Читаем Чистилище. Книга 2. Тысяча звуков тишины (Sattva) полностью

Укрывшиеся в крепости были спасены, но этим хождение на другой берег Стикса для нас не завершилось. Командир решил развить успех, отправив небольшую группу спецназа еще глубже во вражеский тыл по ущелью. Чтобы навести штурмовики на главные силы противника, которые осаждали гидроэлектростанцию Суруби, угрожая оставить Кабул без электроэнергии. Наше состояние можно назвать холодным, отрешенным бешенством, потому что, вступив несколько раз в рукопашную с дозорными группами духов, мы бестрепетно вырезали их ножами. Вот где возникла грань между озлоблением и полной бесчувственностью. Я перестал удивляться тому, как легко армейский штык-нож входит в тело, как откидывается голова при разрыве артерии и брызги летят фонтаном во все стороны. Все сознание основательно притупилось, как будто кто-то долго и монотонно бил голове деревянной киянкой. Взамен обострились другие органы чувств: нюх стал, как у собаки-ищейки, походка приобрела кошачью легкость, орлиный глаз мог высмотреть врага в складках гор, а на наших лицах все чаще возникал звериный оскал. Мы успешно навели «грачей», как ласково называли у нас самолеты Су-25, на цель.
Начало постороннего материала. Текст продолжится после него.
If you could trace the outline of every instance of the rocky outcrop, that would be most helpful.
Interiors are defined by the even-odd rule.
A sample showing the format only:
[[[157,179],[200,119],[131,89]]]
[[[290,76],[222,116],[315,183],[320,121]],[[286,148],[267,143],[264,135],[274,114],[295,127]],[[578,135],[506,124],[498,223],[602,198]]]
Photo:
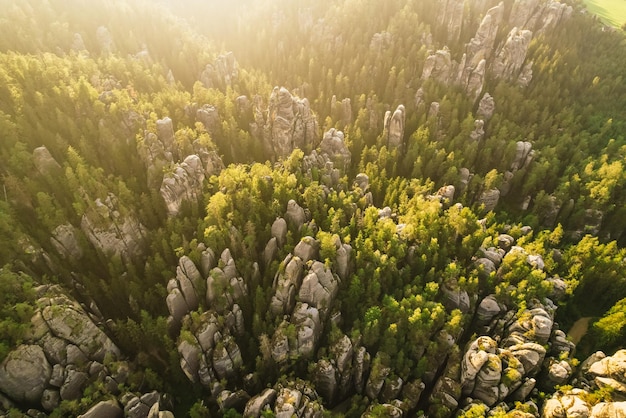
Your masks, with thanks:
[[[102,55],[106,56],[115,50],[113,37],[106,26],[99,26],[98,29],[96,29],[96,40],[98,41]]]
[[[40,287],[31,328],[24,343],[0,364],[0,392],[13,402],[52,411],[63,400],[82,397],[90,383],[118,393],[125,383],[125,363],[113,373],[119,349],[100,330],[81,306],[59,287]],[[0,407],[2,410],[2,407]]]
[[[78,241],[78,230],[72,224],[59,225],[52,231],[50,242],[61,257],[72,262],[80,260],[83,249]]]
[[[112,399],[98,402],[79,418],[122,418],[123,416],[124,411],[120,408],[119,403]]]
[[[320,152],[329,156],[335,167],[340,167],[343,172],[350,167],[352,154],[348,149],[343,132],[331,128],[324,134],[320,143]]]
[[[52,367],[38,345],[20,345],[0,365],[0,390],[16,402],[41,402]]]
[[[490,189],[490,190],[485,190],[483,193],[481,193],[480,197],[478,198],[478,204],[485,205],[484,210],[486,212],[490,212],[496,208],[499,200],[500,200],[500,190]]]
[[[46,147],[38,147],[33,150],[33,163],[42,176],[53,175],[61,170],[61,165]]]
[[[258,418],[261,412],[266,408],[271,409],[271,405],[276,400],[277,392],[275,389],[267,388],[260,394],[252,397],[247,403],[244,416]]]
[[[287,157],[295,148],[311,149],[317,141],[318,123],[309,101],[292,96],[284,87],[274,87],[267,109],[256,99],[254,115],[252,132],[274,159]]]
[[[104,202],[96,199],[82,217],[81,229],[91,244],[107,258],[137,260],[146,245],[146,228],[134,214],[122,214],[117,197],[109,193]]]
[[[402,148],[404,146],[404,124],[406,120],[406,111],[404,105],[399,105],[396,110],[391,113],[385,113],[385,127],[383,137],[386,139],[389,149]]]
[[[239,76],[239,64],[232,52],[218,56],[211,64],[207,64],[200,81],[206,88],[226,89],[232,86]]]
[[[511,9],[511,26],[543,32],[572,14],[572,7],[554,0],[516,0]]]
[[[296,229],[300,229],[302,225],[304,225],[304,222],[306,222],[306,214],[302,206],[298,205],[298,203],[292,199],[287,202],[285,219]]]
[[[493,116],[496,109],[496,103],[489,93],[485,93],[478,103],[478,111],[476,114],[480,119],[488,121]]]
[[[481,60],[491,58],[495,47],[498,29],[504,17],[504,3],[489,9],[480,22],[480,26],[474,37],[466,47],[467,64],[476,68]]]
[[[160,191],[169,216],[178,215],[184,202],[200,199],[204,179],[204,167],[197,155],[188,156],[164,176]]]
[[[446,49],[440,49],[435,52],[431,52],[426,61],[424,62],[424,68],[422,69],[422,80],[434,79],[441,83],[449,83],[452,73],[456,69],[456,63],[452,63],[450,51]],[[387,117],[385,116],[385,119]]]
[[[509,32],[491,68],[495,78],[516,80],[519,77],[532,37],[532,32],[525,29],[513,28]],[[525,78],[528,78],[528,74]]]
[[[299,257],[288,255],[283,261],[284,271],[276,273],[274,278],[275,293],[272,296],[270,310],[275,314],[290,312],[295,306],[296,292],[304,277],[304,263]]]
[[[196,110],[196,120],[202,123],[210,134],[216,133],[221,126],[220,115],[217,108],[208,104]]]
[[[515,147],[515,158],[510,168],[512,172],[528,167],[535,156],[533,146],[528,141],[518,141]]]

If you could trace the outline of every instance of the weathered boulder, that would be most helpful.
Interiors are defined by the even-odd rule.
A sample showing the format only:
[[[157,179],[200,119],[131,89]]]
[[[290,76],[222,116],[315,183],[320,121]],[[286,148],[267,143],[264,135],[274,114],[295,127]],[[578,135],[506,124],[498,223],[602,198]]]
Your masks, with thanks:
[[[600,402],[593,406],[589,418],[626,417],[626,402]]]
[[[482,280],[489,279],[491,273],[496,271],[495,264],[488,258],[479,258],[474,264],[478,270],[478,277]]]
[[[115,50],[113,37],[106,26],[98,26],[96,29],[96,39],[102,55],[108,55]]]
[[[514,80],[519,77],[526,53],[532,40],[532,32],[513,28],[506,42],[494,59],[491,72],[495,78]]]
[[[470,344],[461,363],[461,386],[464,393],[472,392],[478,372],[489,360],[489,354],[494,354],[497,348],[498,344],[487,336],[478,337]]]
[[[299,99],[284,87],[274,87],[270,95],[267,119],[258,109],[256,125],[263,126],[263,143],[273,158],[284,158],[295,148],[307,149],[317,140],[317,118],[307,99]],[[260,117],[259,116],[260,113]]]
[[[124,411],[115,399],[100,401],[79,418],[122,418]]]
[[[229,409],[243,411],[249,400],[250,395],[244,390],[237,390],[235,392],[223,390],[217,396],[217,404],[222,412],[228,411]]]
[[[72,224],[63,224],[54,228],[50,242],[61,257],[78,261],[83,256],[83,249],[78,241],[78,230]]]
[[[439,0],[437,23],[447,35],[448,42],[457,42],[461,35],[463,26],[463,11],[465,2],[463,0]]]
[[[109,258],[139,258],[146,245],[146,228],[133,213],[121,215],[117,197],[109,193],[104,202],[95,200],[81,219],[81,229],[91,244]]]
[[[320,243],[311,236],[302,237],[298,245],[293,249],[293,255],[299,257],[305,263],[319,258]]]
[[[275,315],[291,312],[304,273],[304,262],[300,257],[288,255],[282,265],[284,271],[279,269],[274,278],[275,293],[270,304],[270,310]]]
[[[365,173],[359,173],[354,178],[354,185],[365,193],[370,187],[370,179]]]
[[[197,202],[202,196],[205,171],[197,155],[189,155],[163,177],[161,196],[170,217],[180,213],[184,202]]]
[[[66,344],[76,345],[90,360],[102,363],[107,355],[119,358],[119,349],[78,304],[59,298],[40,300],[40,303],[46,304],[42,316],[52,335]]]
[[[530,336],[532,341],[546,344],[552,333],[553,319],[542,307],[525,311],[509,328],[509,334]]]
[[[258,418],[261,416],[261,412],[266,408],[270,408],[270,405],[276,400],[277,392],[274,389],[266,388],[260,394],[252,397],[246,404],[243,415],[246,417]]]
[[[496,110],[496,102],[489,93],[485,93],[478,103],[476,114],[484,121],[489,121]]]
[[[352,368],[354,370],[354,387],[358,393],[365,389],[365,378],[370,368],[370,353],[365,347],[359,347],[354,353]]]
[[[325,317],[338,291],[339,278],[323,263],[314,261],[309,274],[302,280],[298,298],[317,308]]]
[[[320,151],[327,154],[336,167],[341,167],[344,171],[350,167],[352,154],[345,143],[342,131],[335,128],[328,130],[320,143]]]
[[[33,150],[33,163],[42,176],[53,175],[61,170],[61,165],[45,146],[37,147]]]
[[[287,209],[289,209],[289,205],[287,205]],[[272,224],[272,237],[276,238],[276,243],[279,247],[285,245],[285,241],[287,239],[287,222],[283,218],[276,218],[274,223]]]
[[[474,103],[478,100],[480,93],[483,91],[486,70],[487,60],[485,59],[478,61],[476,67],[466,69],[469,74],[467,82],[465,83],[465,92]]]
[[[537,343],[523,343],[507,347],[507,350],[524,366],[526,376],[534,376],[541,368],[546,349]]]
[[[452,61],[450,51],[447,48],[431,52],[424,62],[422,80],[432,78],[444,84],[449,83],[451,77],[454,76],[455,66],[456,63]],[[385,116],[385,119],[387,119],[387,116]]]
[[[327,405],[333,405],[337,393],[337,371],[330,361],[321,359],[313,371],[315,390]]]
[[[210,134],[216,133],[221,126],[220,115],[217,108],[208,104],[196,110],[196,120],[202,123]]]
[[[294,357],[312,356],[322,333],[319,310],[307,303],[298,302],[293,311],[291,322],[296,326],[297,331],[297,347],[292,347],[292,355]]]
[[[385,113],[383,136],[387,140],[389,149],[401,148],[404,145],[405,120],[406,111],[404,105],[399,105],[393,113],[391,111]]]
[[[495,316],[502,312],[500,304],[496,300],[494,295],[489,295],[480,301],[478,309],[476,310],[476,318],[479,323],[488,323]]]
[[[295,225],[297,229],[302,227],[304,222],[306,222],[304,209],[293,199],[287,202],[287,212],[285,213],[285,218],[292,225]]]
[[[17,402],[40,402],[52,367],[41,347],[20,345],[0,365],[0,391]]]
[[[468,64],[476,68],[483,59],[489,59],[493,53],[496,35],[504,17],[504,3],[500,2],[487,11],[480,22],[474,37],[467,44]]]

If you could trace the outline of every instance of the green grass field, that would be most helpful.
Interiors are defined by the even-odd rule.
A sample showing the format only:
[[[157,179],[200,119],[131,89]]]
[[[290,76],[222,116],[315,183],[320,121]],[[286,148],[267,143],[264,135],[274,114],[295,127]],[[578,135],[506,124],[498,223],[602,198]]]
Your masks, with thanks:
[[[587,9],[604,22],[621,28],[626,23],[626,0],[584,0]]]

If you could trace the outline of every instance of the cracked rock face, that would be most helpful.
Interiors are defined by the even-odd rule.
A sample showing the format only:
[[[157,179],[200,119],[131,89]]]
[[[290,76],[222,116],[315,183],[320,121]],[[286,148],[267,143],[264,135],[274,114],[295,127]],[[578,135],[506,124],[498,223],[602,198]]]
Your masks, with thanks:
[[[144,251],[146,229],[132,213],[122,215],[117,197],[109,193],[104,202],[96,199],[95,208],[81,219],[81,229],[91,244],[108,257],[134,260]]]
[[[345,143],[343,132],[331,128],[324,134],[320,150],[330,157],[336,167],[341,167],[344,171],[350,167],[352,154]]]
[[[318,141],[317,118],[307,99],[292,96],[285,87],[274,87],[267,109],[261,108],[260,98],[255,106],[254,124],[256,130],[262,127],[263,144],[272,158],[287,157],[296,148],[310,149]]]
[[[391,111],[385,113],[384,136],[387,138],[387,146],[389,148],[401,148],[404,145],[405,120],[406,111],[404,105],[399,105],[393,113]]]
[[[0,366],[0,390],[17,402],[39,403],[52,374],[41,347],[21,345]]]
[[[509,32],[493,62],[491,71],[495,78],[513,80],[520,75],[532,37],[533,33],[526,29],[513,28]]]
[[[0,365],[0,391],[12,401],[52,411],[62,400],[78,399],[89,381],[125,382],[104,366],[120,351],[82,307],[57,286],[42,286],[43,296],[31,319],[24,344]],[[123,369],[123,362],[119,369]]]
[[[35,168],[42,175],[50,175],[61,169],[61,165],[54,159],[48,148],[38,147],[33,150]]]
[[[174,171],[163,178],[161,196],[167,213],[173,217],[180,213],[183,202],[197,201],[202,194],[205,172],[197,155],[190,155]]]

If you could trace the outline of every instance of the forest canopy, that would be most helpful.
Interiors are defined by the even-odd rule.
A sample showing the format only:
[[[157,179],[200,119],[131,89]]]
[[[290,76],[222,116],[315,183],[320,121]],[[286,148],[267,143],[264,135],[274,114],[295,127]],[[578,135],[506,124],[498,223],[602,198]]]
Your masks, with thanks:
[[[0,415],[623,413],[582,2],[0,6]]]

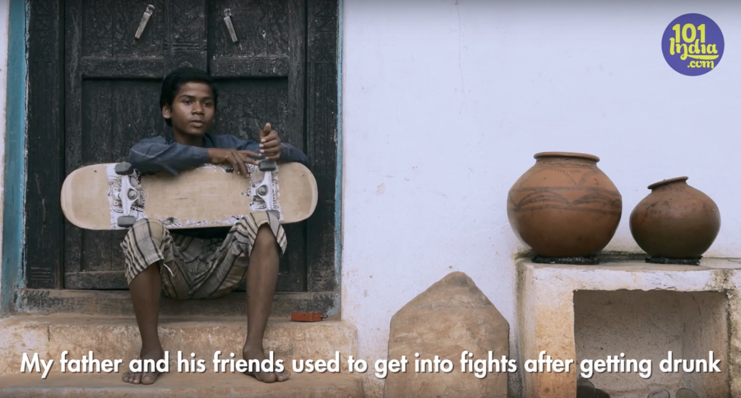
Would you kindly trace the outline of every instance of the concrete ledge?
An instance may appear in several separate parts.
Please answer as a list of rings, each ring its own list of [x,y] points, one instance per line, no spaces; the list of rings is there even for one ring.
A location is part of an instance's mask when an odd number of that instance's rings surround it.
[[[130,360],[139,357],[141,348],[133,317],[20,315],[0,320],[0,375],[19,374],[24,353],[54,360],[51,373],[59,373],[64,351],[69,351],[68,359],[82,360],[90,351],[102,361],[122,359],[126,368]],[[230,359],[233,352],[236,359],[242,357],[247,320],[245,317],[164,317],[159,336],[163,348],[170,351],[170,369],[177,369],[179,351],[188,359],[195,353],[195,358],[205,360],[208,366],[217,351],[222,351],[222,359]],[[289,368],[294,359],[327,360],[339,351],[340,363],[345,365],[348,355],[357,354],[357,331],[343,321],[271,320],[265,337],[265,350],[274,351],[274,358],[283,360]],[[347,367],[342,370],[345,372]]]
[[[649,355],[648,359],[654,360],[650,355],[665,348],[675,353],[691,353],[692,359],[702,358],[701,354],[707,359],[708,351],[714,350],[715,359],[722,360],[722,373],[676,375],[674,381],[701,390],[701,397],[741,397],[741,262],[705,259],[700,266],[522,262],[517,269],[524,397],[576,397],[579,354],[588,357],[581,359],[593,359],[592,354],[599,353],[600,358],[594,359],[606,360],[606,356],[622,351],[626,353],[625,359]],[[648,291],[659,294],[642,294]],[[575,306],[579,313],[575,313]],[[634,338],[626,340],[625,336]],[[537,360],[541,351],[554,359],[576,362],[568,373],[525,371],[524,362]],[[668,382],[657,377],[659,360],[653,360],[654,376],[650,380],[640,378],[637,373],[595,374],[599,381],[595,385],[614,387],[603,389],[625,397],[645,397],[657,387],[674,394],[682,385],[661,385]],[[622,395],[627,393],[614,384],[617,379],[610,379],[613,377],[629,380],[633,385],[628,387],[636,390],[635,395]]]
[[[361,379],[354,375],[293,374],[285,382],[266,384],[240,374],[170,373],[160,375],[153,385],[134,385],[117,374],[58,374],[44,380],[36,375],[0,377],[0,397],[362,398],[363,391]]]

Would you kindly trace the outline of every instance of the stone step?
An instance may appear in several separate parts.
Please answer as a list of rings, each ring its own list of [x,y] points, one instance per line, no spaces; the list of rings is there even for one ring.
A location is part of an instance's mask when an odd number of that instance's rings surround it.
[[[24,353],[29,360],[36,353],[39,360],[54,360],[50,374],[59,373],[64,351],[68,351],[67,360],[83,360],[90,351],[94,360],[102,362],[122,360],[119,371],[122,374],[130,361],[139,357],[141,348],[133,317],[17,315],[0,320],[0,376],[19,374]],[[182,351],[183,358],[204,360],[211,369],[216,351],[221,351],[222,360],[230,360],[231,353],[235,360],[241,359],[246,336],[246,317],[163,317],[159,322],[162,347],[169,353],[171,371],[176,372],[178,351]],[[348,356],[357,355],[355,327],[341,320],[302,323],[271,319],[264,345],[266,355],[273,351],[274,360],[282,360],[289,369],[293,360],[327,361],[335,359],[339,352],[341,371],[346,373]],[[208,374],[213,372],[203,374]]]
[[[3,398],[362,398],[362,382],[356,375],[292,374],[285,382],[265,383],[241,374],[168,373],[151,385],[124,382],[118,374],[56,374],[0,377]]]

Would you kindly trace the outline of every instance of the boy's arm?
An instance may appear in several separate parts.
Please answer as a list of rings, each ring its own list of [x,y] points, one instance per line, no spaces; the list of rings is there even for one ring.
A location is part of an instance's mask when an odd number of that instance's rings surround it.
[[[129,163],[142,173],[167,172],[177,175],[186,169],[198,167],[208,162],[208,149],[163,140],[144,138],[129,151]]]
[[[246,149],[256,152],[260,152],[260,146],[256,141],[252,140],[243,140],[233,135],[228,135],[233,143],[236,149]],[[298,162],[304,166],[309,166],[309,159],[300,149],[288,143],[280,144],[280,159],[279,162]]]

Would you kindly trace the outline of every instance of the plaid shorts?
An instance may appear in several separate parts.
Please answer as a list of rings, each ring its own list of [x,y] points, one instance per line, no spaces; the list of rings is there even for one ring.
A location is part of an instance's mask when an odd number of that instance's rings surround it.
[[[162,291],[176,299],[213,298],[234,290],[247,275],[250,254],[260,226],[268,224],[285,253],[285,232],[276,217],[256,212],[242,217],[224,239],[170,234],[162,223],[139,220],[129,229],[124,250],[126,280],[159,263]]]

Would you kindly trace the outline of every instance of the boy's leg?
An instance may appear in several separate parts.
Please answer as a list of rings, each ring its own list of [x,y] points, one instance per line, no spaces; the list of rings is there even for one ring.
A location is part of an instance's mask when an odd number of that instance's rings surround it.
[[[159,296],[163,290],[168,297],[188,295],[187,279],[176,261],[180,250],[162,223],[148,220],[134,223],[121,246],[142,337],[139,358],[156,362],[165,354],[157,334]],[[156,371],[127,371],[122,379],[133,384],[152,384],[157,376]]]
[[[213,260],[212,272],[193,294],[222,296],[233,290],[246,274],[247,328],[242,356],[247,361],[265,359],[262,340],[286,245],[285,232],[274,216],[263,212],[245,216],[230,231]],[[290,373],[288,369],[274,373],[258,370],[252,374],[273,382],[288,380]]]

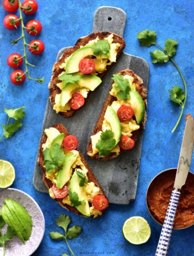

За эту операцию я получил Красную Звезду, а этот поход я запомнил на всю жизнь. Люди, все без исключения, превратились для меня в тушки, туловища.

Размышляя потом о своей жестокости и удивляясь полному отсутствию жалости к людским жизням, я думал: а может, такая бесчувственность была воспитана отношением к нашим жизням как чему-то смехотворно незначительному. Именно жажда смертельной эйфории и погубила меня позже…

Дальше мой путь лежал в Рязань, в воздушно-десантное училище. Кажется, это было единственное место на земле, где меня ждали. И единственное место, где я как-то видел себя, увязывая ретроспективу с будущим. Лукавят те, кто твердят о бесчисленном пространстве выбора. Какой у меня, лихого старшего сержанта, был выбор, если я ни в какой институт поступить бы не сумел за отсутствием знаний и ничего не умел делать, кроме бесстрастного уничтожения людей-врагов, и к тому же жаждал признания и имел Красную Звезду на груди, служащую пропуском в любое военное училище великой страны. Лицемерили и кричащие о готовности отдать жизнь за Родину, просто обществу навязали гнойный стереотип неразрывной связи геройства с прославлением спущенных сверху ценностей. И я, конечно, жаждал геройства – любого, лишь бы явного, признанного, принимаемого обществом.

Рязанским училищем командовал сухощавый генерал-афганец с суровым лицом и Звездой Героя на лацкане кителя, и этим все определялось. Я был один из четырех сержантов-орденоносцев, сдавших экзамены на сплошные двойки, но зачисленных в училище по личному распоряжению генерала, создававшего государство в государстве. «Я так решил потому, что вы – живые герои, настоящие. Вы мне нужны, чтобы воспитать новую смену героев, усекли?» – сказал нам генерал на собеседовании, самом коротком в моей жизни. Мы понимающе закивали, рассматривая в это время глубокие борозды на его необычайно впалых щеках; они пролегли почти от глаз до уголков рта и казались нам неестественными, нечеловеческими, а его облику придавали что-то орлиное, необыкновенное и исключительное. И я захотел тоже приобрести такие же героические борозды, такие же сурово-назидательные глаза выдающегося человека, способного взирать на окружающий мир сверху вниз. «Черт возьми, а ведь я создан для такой роли», – пронеслось у меня в голове, когда он обвел нас пронизывающим взглядом человека, часто видевшего смерть, и добавил задумчиво: «Из той войны надо вынести только хорошее, его тоже было немало. А вот наркоту, дедовщину, попойки забудьте, иначе нам придется расстаться». Потом генерал кивнул головой в знак того, что аудиенция окончена.